Synthesis of dimer BTM-isobu-C(O)NHCH₂SiMe₃ (6). Carboxylic acid dimer 5 (15 mg, 0.03 mmol), EDC (4.4 mg, 0.03 mmol, 1.1 eq) and HOBt (3.8 mg, 0.03 mmol, 1.1 eq) were charged into a flame-dried 5 mL round bottom flask at room temperature. Dichloromethane (1 mL) and (trimethylsilyl)methylamine (4 mL, 0.03 mmol, 1.1 eq) were added, and the reaction mixture was stirred at rt for 2 hours. The reaction mixture was further diluted with CH₂Cl₂, and the organic layer was washed with water and sat. aq. NaCl, extracted, dried on MgSO₄, filtered, and the solvent was removed under reduced pressure. The residue was purified directly on silica. Isocratic elution (25% ethyl acetate in hexanes) afforded the desired product as an amorphous, colorless solid: (17.8 mg, 0.03mmol, 100%): IR (thin film) 3315, 2950, 2875, 1716, 1647, 1540, 1456, 1375, 1249, 1205, 1124, 1093, 1052, 1011, 939, 856; ¹H-NMR (400 MHz, CDCl₃) d 5.97 (t, 1 H, J = 5.08 Hz), 5.26 (s, 1 H), 5.24 (s, 1 H), 4.09 (m, 1 H), 3.98 (m, 1 H), 2.82 (dd, 1 H, J = 5.94, 15.28), 2.72 (sextet, 2 H, J = 6.67), 2.66 (dd, 1 H, J = 5.05, 15.16), 2.58 (m, 1 H), 2.32 (td, 2 H, J = 3.71, 13.96), 2.05 (m, 4 H), 1.86 (m, 4 H), 1.74 (m, 4 H), 1.63 (m, 6 H), 1.51 (m, 6 H), 1.39 (m, 9 H, including singlets at 1.40 and 1.37), 1.25 (m, 6 H), 0.94 (m, 6 H), 0.84 (m, 4 H), 0.07 (s, 9 H); ¹³C-NMR (100 MHz, CDCl₃) d175.87, 103.46,103.44, 101.08, 88.38, 88.29, 81.19, 81.01, 75.87, 74.26, 52.56, 52.54, 44.76, 44.69, 37.33, 37.26, 36.62, 36.51, 34.51, 29.79, 29.77, 29.71, 26.19, 26.11, 24.73, 24.66, 24.59, 24.56, 20.22, 13.24, -2.42; [a]_D²³=+59 (c=0.69, CHCl₃); HRMS (FAB) m/z calcd for C₃₈H₆₃NO₉Si (M+H) 706.4348, found 706.4350.

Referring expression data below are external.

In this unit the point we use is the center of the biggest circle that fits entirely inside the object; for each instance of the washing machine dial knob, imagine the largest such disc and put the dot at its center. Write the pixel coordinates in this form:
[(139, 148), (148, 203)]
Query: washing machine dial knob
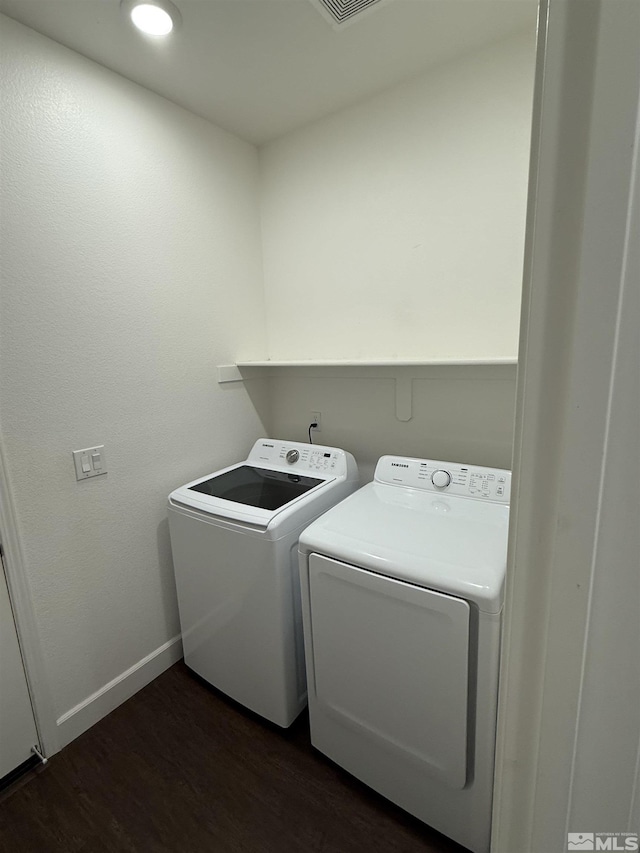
[(441, 479)]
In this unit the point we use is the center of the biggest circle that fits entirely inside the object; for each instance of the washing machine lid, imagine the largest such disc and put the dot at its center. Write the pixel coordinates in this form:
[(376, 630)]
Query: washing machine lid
[(279, 484), (257, 487), (247, 493), (447, 543)]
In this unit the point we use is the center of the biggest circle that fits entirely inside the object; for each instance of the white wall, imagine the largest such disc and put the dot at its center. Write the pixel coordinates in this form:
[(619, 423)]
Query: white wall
[(569, 723), (463, 414), (131, 267), (396, 228)]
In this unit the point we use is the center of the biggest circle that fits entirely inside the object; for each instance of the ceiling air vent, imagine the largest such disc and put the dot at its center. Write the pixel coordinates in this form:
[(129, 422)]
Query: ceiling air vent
[(340, 12)]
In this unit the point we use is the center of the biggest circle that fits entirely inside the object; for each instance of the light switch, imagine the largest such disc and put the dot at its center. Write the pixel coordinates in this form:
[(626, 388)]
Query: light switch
[(89, 462)]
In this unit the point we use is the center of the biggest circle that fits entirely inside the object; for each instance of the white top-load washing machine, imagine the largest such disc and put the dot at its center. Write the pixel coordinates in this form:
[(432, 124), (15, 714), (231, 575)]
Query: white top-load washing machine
[(402, 590), (234, 537)]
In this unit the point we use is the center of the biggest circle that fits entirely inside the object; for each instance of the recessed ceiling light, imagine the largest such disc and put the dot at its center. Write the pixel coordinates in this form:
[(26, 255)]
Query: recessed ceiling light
[(153, 17)]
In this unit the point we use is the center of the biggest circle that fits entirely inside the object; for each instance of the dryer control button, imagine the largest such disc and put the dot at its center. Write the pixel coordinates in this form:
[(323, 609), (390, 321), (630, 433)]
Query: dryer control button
[(441, 479)]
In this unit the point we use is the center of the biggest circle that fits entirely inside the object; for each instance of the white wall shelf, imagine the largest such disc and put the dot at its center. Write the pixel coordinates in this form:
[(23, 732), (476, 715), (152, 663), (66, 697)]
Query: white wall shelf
[(322, 362), (391, 368)]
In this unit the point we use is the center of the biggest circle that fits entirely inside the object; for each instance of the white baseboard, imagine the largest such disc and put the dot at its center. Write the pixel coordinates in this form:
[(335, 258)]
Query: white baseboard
[(103, 701)]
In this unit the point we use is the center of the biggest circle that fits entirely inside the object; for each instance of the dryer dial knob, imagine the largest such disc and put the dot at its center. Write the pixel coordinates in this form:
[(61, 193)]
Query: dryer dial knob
[(441, 479)]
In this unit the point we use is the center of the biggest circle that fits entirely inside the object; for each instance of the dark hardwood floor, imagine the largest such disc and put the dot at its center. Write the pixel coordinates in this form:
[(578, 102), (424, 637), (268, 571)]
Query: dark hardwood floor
[(180, 768)]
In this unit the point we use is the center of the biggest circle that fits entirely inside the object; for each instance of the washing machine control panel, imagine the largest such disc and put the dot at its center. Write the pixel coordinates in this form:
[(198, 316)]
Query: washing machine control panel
[(311, 459), (491, 484)]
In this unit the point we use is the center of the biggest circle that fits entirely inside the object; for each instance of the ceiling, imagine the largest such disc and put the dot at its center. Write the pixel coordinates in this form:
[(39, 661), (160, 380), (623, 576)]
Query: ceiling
[(260, 68)]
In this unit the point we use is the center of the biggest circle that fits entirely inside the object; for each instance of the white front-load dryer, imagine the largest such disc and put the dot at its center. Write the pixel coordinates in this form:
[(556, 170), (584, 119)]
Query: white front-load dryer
[(234, 537), (402, 590)]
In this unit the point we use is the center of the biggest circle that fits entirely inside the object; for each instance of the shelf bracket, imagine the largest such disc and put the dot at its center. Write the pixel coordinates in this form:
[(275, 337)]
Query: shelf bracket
[(404, 392), (229, 373)]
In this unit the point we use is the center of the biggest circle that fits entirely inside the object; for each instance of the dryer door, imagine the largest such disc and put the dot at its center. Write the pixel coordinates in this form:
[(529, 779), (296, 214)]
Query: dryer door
[(391, 660)]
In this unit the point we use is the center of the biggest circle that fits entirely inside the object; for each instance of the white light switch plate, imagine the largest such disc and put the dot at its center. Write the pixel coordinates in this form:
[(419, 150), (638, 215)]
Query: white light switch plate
[(89, 462)]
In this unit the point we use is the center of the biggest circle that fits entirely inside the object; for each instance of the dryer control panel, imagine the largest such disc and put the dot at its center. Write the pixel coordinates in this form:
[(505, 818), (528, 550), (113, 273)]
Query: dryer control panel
[(429, 475)]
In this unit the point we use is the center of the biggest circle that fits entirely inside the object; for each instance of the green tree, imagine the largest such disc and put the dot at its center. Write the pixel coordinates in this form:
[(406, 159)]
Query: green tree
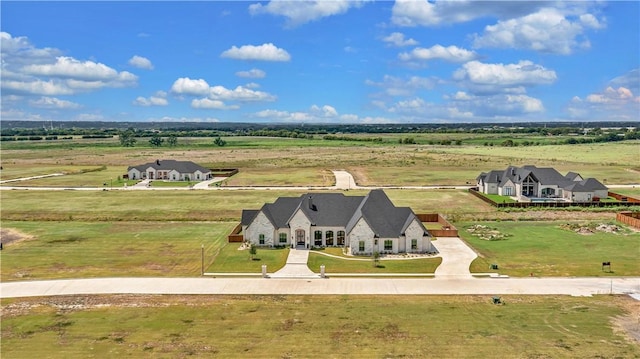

In conclusion, a single-digit oral dose of trioxane monomer silylamide 4a or of trioxane dimer silylamide 6, combined with mefloquine hydrochloride, is considerably more antimalarially efficacious than the popular ACT trioxane drug artemether (2c) combined with mefloquine hydrochloride [17,29,30,31,32]. Complete cure of malaria-infected mice was achieved with silylamides 4a and 6, which appear to be safe at the curative dose. Preclinical drug development is continuing, including trioxane lead optimization and use of other amine combination partners.